Dont worry, this is just my occasional moment of losing my confidence, and wondering what the hell I am doing.

oiltanker: yes, increasing size is the way. donaldduke first suggested this. and, weirdly, knowing that I have a robust system, means bigger size is easier. but, I am taking this slowly.
 
Interesting week.
Having settled down to making 60 pips a day from GU and EJ, I find myself re-assessing my targets. Especially as the potential has pretty mega recently.

Now, the reason I originally settled on 60 pips was that I found a reliable 60 pips was less stressful than an open trade, not knowing where it would end.
With trend-following, you get many, many mediocre or scratch trades, and rely on some big move to bring in the money.
Going for a reasonable daily target was, and is, a much more relaxed affair.

However, taking a 30 pip gain, (getting my target in 2 decent trades) recently has got me getting greedy and feeling as if I've missed out.

I know the robust, daily grind is far, far better than relying on the occasional outlier, but wonder if my thoughts are born of greed.

Do you trade to squeeze the last pip out of a move, or are happy to have come out positive out of a move, and feel no pang if the move then goes on significantly further?

By jumping out too early am I failing to get in-step with the market?
Am I out of tune with the market?
Or am I being greedy?

similar to my dilemma. I took nothing short of 40-60% of Daily ATR back in the winter, now I am reducing stoploss and targets have been reduced (10pip stop for 20-30pip gain therefore it is at least 2R return).. like you, this also happened after not-so-impressive Feb results.

the name of the game is 'flexibility', unless one is prepared to sit out drawdown months that are bound to happen if only one method/strategy is used, as nothing works in all market conditions... therefore, I settle for small wins.

the amazing thing though, is I get more pips when I reduce targets. after a month or so, I get greedier when I start to see runners that easily go 60-80% of daily ATR..

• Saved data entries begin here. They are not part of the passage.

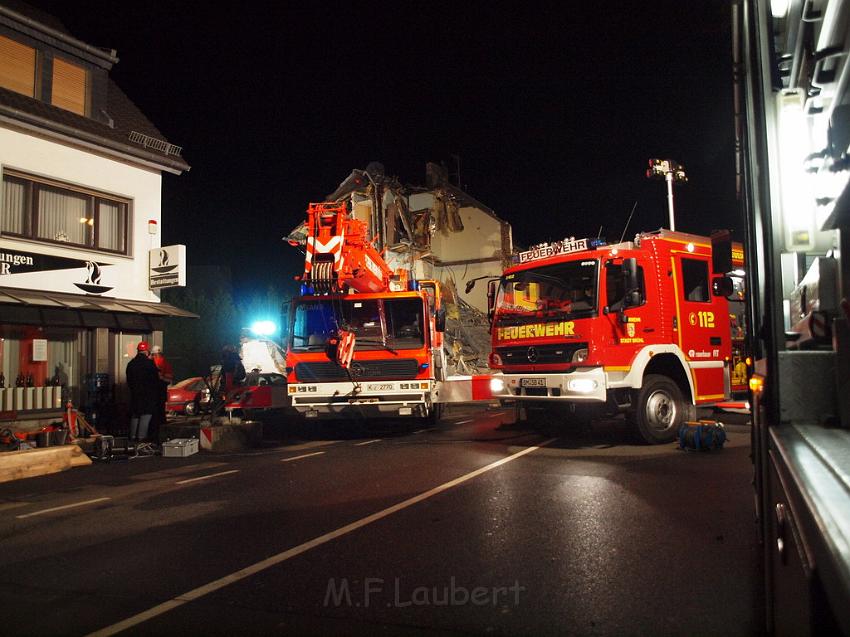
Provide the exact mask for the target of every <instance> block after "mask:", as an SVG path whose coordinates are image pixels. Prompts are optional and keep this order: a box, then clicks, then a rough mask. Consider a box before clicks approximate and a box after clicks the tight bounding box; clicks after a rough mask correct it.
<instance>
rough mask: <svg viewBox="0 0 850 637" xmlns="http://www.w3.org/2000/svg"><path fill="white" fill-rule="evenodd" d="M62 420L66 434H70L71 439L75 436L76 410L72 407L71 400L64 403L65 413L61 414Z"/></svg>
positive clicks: (69, 434)
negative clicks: (65, 431)
mask: <svg viewBox="0 0 850 637" xmlns="http://www.w3.org/2000/svg"><path fill="white" fill-rule="evenodd" d="M62 422H64V423H65V427H67V429H68V435H70V436H71V439H74V438H76V437H77V410H76V409H74V405H73V403H71V400H70V399H69V400H68V403H67V404H66V405H65V414H64V415H63V416H62Z"/></svg>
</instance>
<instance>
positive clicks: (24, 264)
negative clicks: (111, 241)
mask: <svg viewBox="0 0 850 637" xmlns="http://www.w3.org/2000/svg"><path fill="white" fill-rule="evenodd" d="M107 265H109V264H108V263H97V262H96V261H86V260H83V259H68V258H66V257H57V256H53V255H48V254H38V253H29V252H19V251H17V250H7V249H5V248H0V285H12V286H15V285H16V284H13V283H12V282H11V281H4V278H5V277H12V276H14V275H27V274H34V273H41V272H57V273H58V272H67V273H68V274H67V278H64V277H59V278H57V277H51V280H50V285H49V286H45V288H44V289H48V288H49V289H60V286H59V285H57V283H59V281H60V280H61V281H62V282H64V283H73V284H74V285H75V286H76V287H77V288H78V289H80V290H82V291H84V292H87V293H89V294H103V293H104V292H109V291H110V290H112V289H113V288H112V287H111V286H108V285H102V284H101V280H100V278H101V274H102V271H101V269H102V268H103V267H104V266H107ZM80 268H85V278H82V277H80V273H79V270H80ZM71 277H74V278H76V279H77V280H73V278H71ZM69 279H71V280H69ZM18 285H19V284H18Z"/></svg>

content-greed cycle continues..
 
why not take +60 profit on one contract and move your stop on the other .then you get the best of both worlds .
 
Sorry if this sounds a bit basic but isn't the whole point of trading, to get out when you think the move is over?

I would never exit just because it had moved 30 pips or 60 pips or whatever.

If I am long for example, I stay long until I look at the chart and no longer think it's a buy.

Incidentally, this decision to exit has no relation whatsoever to the price I got in at.
 
I've found trailing stops to work better in backtesting ... rather than trying to impose an artificial profit target on the market, why not just stick with the winning trades when they're going well, until such time as the trend reverses. The trend is your friend until the bend at the end, someone once said.
 
My advice to you would be this. As soon as you hit your target place a stop loss 5 pips below and now trail it upwards. Every 10 pips move it up again and again. Surely better to do this. My exits are usually based on when I see the price bounce off a level. This means I watch purely the price action as soon as it bounces off a level by 2 points or more then I'm out. You can see this happen many times whereby a price reaches a level and will bounce off then try to retest and bounce off again before the mini trend is reversed. If you're on the ball you will bail at the 2 retest at the highest possible level. The more I trade the more I would love to have L2.